The number of civilian deaths and injuries in Afghanistan rose by 22% in 2014, the United Nations says.
A total of 3,699 Afghans killed and 6,849 injured made 2014 the deadliest year since the UN began keeping records in 2009.
For the first time more people were killed in battles between the Taliban and government forces than by roadside bombs, the figures show.
Foreign troops formally ended their combat role last December.
Fighting between government forces and the Taliban accounted for just over a third of civilian casualties, while roadside bombs were responsible for 28% of civilian deaths and injuries, UN Special Representative Nicholas Haysom said, presenting the latest figures in Kabul.

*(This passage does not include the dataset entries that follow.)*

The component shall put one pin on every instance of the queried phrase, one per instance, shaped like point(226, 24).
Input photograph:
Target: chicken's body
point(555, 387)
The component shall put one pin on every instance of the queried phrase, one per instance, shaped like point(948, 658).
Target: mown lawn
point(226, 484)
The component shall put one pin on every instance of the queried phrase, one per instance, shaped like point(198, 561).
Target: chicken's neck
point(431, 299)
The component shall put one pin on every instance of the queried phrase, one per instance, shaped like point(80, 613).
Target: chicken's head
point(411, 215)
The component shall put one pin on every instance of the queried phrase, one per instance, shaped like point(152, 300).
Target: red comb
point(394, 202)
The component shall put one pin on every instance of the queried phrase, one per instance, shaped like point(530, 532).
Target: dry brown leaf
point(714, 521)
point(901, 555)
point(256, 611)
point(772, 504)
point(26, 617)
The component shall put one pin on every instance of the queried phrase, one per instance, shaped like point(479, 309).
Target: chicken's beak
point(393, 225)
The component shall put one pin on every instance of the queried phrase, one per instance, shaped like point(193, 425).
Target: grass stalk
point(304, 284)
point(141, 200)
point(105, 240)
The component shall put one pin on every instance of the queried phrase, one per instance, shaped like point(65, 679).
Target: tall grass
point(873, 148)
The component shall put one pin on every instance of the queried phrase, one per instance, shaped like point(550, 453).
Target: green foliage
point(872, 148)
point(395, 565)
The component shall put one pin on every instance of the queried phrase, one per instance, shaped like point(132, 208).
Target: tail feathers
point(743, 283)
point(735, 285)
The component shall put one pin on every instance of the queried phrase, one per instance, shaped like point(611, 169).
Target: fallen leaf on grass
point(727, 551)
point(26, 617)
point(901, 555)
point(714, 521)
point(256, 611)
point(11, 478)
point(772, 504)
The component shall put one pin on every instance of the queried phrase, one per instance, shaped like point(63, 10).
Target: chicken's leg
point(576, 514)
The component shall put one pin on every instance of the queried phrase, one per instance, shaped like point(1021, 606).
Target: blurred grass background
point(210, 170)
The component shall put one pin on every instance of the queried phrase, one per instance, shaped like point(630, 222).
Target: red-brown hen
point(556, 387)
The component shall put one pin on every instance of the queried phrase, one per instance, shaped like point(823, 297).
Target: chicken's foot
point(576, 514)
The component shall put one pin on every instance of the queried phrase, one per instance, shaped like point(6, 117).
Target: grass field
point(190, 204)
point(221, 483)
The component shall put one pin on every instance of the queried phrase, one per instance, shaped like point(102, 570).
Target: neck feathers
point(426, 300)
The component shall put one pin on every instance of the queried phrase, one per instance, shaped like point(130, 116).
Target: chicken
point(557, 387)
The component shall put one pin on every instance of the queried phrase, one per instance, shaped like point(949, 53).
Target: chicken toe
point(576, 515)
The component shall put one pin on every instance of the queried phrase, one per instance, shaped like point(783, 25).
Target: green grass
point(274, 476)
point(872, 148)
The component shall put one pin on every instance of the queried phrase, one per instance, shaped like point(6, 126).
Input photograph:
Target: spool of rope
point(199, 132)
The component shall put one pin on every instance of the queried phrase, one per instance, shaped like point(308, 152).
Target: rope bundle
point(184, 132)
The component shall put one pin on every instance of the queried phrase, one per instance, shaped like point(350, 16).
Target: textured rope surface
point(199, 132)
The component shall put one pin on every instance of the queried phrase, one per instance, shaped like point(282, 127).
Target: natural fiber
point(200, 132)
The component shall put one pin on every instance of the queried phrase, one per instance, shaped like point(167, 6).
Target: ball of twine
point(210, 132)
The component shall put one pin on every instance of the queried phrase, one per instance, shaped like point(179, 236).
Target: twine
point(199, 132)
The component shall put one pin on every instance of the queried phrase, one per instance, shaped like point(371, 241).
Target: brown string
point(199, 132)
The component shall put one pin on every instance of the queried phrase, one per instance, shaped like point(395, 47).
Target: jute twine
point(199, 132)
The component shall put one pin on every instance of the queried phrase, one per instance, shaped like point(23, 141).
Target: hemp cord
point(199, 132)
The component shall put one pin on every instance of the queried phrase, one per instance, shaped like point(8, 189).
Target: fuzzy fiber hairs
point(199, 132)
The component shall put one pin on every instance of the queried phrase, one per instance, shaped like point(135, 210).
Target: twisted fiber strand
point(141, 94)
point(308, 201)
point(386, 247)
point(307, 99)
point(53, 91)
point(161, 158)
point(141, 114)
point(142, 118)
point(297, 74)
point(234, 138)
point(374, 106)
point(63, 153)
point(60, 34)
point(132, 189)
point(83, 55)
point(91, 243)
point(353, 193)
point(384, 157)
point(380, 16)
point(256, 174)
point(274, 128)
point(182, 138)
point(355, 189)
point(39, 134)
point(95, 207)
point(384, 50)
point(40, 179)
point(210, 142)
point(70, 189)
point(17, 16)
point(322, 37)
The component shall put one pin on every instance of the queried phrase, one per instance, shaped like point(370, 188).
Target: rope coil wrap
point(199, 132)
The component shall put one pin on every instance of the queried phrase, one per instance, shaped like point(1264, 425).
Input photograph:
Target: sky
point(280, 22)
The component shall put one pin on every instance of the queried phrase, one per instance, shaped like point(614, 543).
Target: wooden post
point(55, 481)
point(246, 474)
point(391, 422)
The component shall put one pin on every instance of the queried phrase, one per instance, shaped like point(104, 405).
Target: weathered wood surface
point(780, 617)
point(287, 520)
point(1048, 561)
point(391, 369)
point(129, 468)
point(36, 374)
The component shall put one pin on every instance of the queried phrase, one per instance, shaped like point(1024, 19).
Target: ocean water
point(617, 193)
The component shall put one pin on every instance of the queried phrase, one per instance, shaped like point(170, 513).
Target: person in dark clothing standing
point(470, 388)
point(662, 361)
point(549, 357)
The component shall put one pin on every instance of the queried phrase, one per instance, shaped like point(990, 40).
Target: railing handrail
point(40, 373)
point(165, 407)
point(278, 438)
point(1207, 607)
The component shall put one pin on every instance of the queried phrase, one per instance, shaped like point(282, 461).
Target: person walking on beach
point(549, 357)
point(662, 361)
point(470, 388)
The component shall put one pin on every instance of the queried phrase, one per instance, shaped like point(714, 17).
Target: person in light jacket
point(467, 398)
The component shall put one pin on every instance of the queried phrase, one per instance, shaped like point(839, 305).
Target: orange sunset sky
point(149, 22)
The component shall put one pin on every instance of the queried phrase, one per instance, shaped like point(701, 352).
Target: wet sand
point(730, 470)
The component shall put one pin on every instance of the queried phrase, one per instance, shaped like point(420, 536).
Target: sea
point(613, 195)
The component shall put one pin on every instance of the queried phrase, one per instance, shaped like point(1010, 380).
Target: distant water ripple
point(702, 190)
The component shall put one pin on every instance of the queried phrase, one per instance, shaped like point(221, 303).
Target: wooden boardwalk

Intensified ground fighting is also reflected in the latest figures published by the International Committee of the Red Cross (ICRC).
In 2014, the Red Cross transported 37% more wounded combatants from the battlefield to health centres, while it more than doubled its recovery of bodies.
Suicide attacks accounted for 15% and assassinations by the Taliban for 11% of civilian casualties, according to the UN figures.
In December alone, the UN recorded over 500 civilian deaths as the Taliban, who were ousted from by a US-led coalition in 2001, launched a wave of attacks as foreign troops pulled out.
The Taliban have in the past denied that they are responsible for the majority of civilian casualties, describing the UN as biased.
The UN figures also show the highest recorded losses for the Afghan army and police with nearly 5,000 killed in 2014.
An increase in civilian casualties due to intensified ground fighting between government forces and the Taliban was first flagged up when the UN published its figures for the first half of 2014 in July.
Since it began recording civilian casualties in 2009, the UN has recorded almost 18,000 deaths and almost 30,000 injuries.